# MSCI 436 Team 8 ML Decision Model
1. Import packages
2. Load Data
3. Clean Data
4. Fit a LR model
5. Model Evaluation
6. Streamlit
7. References for code

# Import Packages

In [None]:
import numpy as np
import pandas as pd
from sklearn.linear_model import LinearRegression
from sklearn.metrics import mean_squared_error
from sklearn.metrics import mean_absolute_error
from sklearn.model_selection import train_test_split
from sklearn.model_selection import cross_val_score
from sklearn.model_selection import StratifiedKFold
from sklearn.metrics import classification_report
from sklearn.metrics import confusion_matrix
from sklearn.metrics import accuracy_score
import matplotlib.pyplot as plt
import seaborn as sns

# Initial Model - All feature variables selected

**Load Data**

In [None]:
# Loading in required data
raw_data_train = pd.read_csv('https://raw.githubusercontent.com/jmpark0808/pl_mnist_example/main/train_hp_msci436.csv')
raw_data_train.head()


In [None]:
raw_data_train.tail()


In [None]:
# View shape of data
print(raw_data_train.shape)

**Cleaning Data**

In [None]:
df = raw_data_train
df.info()

In [None]:
# View SalePrice metrics
df['SalePrice'].describe()

In [None]:
# Plotting SalePrice
sns.displot(df['SalePrice']);

In [None]:
# Scatterplot for given features
sns.set()
cols = ['SalePrice', 'OverallQual', 'GrLivArea', 'TotalBsmtSF', 'YearBuilt']
sns.pairplot(df[cols], height = 2)
plt.show();

**Checking Null Values**

In [None]:
# checking for null values
print(df.isnull().sum())

In [None]:
print(df[df['LotFrontage'].isnull() | (df['LotFrontage'] == 0)])

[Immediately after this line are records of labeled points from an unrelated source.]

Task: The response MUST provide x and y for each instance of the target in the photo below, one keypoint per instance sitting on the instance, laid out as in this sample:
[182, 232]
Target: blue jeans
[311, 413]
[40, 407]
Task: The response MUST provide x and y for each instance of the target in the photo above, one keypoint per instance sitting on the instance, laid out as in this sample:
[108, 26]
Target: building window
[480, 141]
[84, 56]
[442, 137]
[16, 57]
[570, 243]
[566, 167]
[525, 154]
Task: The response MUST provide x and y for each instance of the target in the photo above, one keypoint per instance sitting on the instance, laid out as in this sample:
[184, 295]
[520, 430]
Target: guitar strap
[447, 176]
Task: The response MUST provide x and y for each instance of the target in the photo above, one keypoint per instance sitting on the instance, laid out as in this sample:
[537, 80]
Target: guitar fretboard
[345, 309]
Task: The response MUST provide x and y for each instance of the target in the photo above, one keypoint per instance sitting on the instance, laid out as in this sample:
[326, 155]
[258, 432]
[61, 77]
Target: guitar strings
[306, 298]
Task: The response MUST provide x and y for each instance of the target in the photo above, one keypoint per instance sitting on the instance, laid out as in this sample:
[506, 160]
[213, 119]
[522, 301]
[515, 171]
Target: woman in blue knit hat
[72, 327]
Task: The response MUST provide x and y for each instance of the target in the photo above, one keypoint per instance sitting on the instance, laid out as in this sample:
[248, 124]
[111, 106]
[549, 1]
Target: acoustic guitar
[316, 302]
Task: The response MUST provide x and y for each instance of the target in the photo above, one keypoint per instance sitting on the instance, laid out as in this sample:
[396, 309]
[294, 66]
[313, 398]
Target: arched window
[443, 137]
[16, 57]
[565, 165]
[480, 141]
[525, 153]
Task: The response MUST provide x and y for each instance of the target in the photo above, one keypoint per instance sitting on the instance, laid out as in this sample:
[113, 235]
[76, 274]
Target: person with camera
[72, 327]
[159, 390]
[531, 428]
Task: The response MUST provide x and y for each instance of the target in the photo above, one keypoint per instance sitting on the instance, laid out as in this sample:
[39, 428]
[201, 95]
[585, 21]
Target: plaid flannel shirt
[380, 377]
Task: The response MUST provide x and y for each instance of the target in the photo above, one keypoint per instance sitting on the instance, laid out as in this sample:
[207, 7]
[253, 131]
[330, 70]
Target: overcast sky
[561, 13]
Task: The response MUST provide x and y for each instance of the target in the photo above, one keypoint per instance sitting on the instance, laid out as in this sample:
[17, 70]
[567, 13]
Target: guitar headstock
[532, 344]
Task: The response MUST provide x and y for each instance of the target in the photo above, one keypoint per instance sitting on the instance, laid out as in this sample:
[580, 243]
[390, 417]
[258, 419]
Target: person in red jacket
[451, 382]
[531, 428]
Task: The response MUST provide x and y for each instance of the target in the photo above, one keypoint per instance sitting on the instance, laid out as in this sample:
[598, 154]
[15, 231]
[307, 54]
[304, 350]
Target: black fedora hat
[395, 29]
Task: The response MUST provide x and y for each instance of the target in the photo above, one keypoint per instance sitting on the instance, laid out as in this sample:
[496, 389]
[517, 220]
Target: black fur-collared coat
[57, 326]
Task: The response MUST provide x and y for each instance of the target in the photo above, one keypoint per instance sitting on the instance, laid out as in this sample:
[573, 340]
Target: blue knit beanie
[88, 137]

In this case 0 could just mean that there is no street connected to the property, 0 is fine

In [None]:
# Citation at end of notebook
# Checking which features are the more irrelevant (most houses don't have this feature)
# Count NaN and numeric 0 values
total = df.isna().sum().sort_values(ascending=False)

# Calculate percentage of NaN and numeric 0 values
percent = (df.isna().sum() / len(df)).sort_values(ascending=False)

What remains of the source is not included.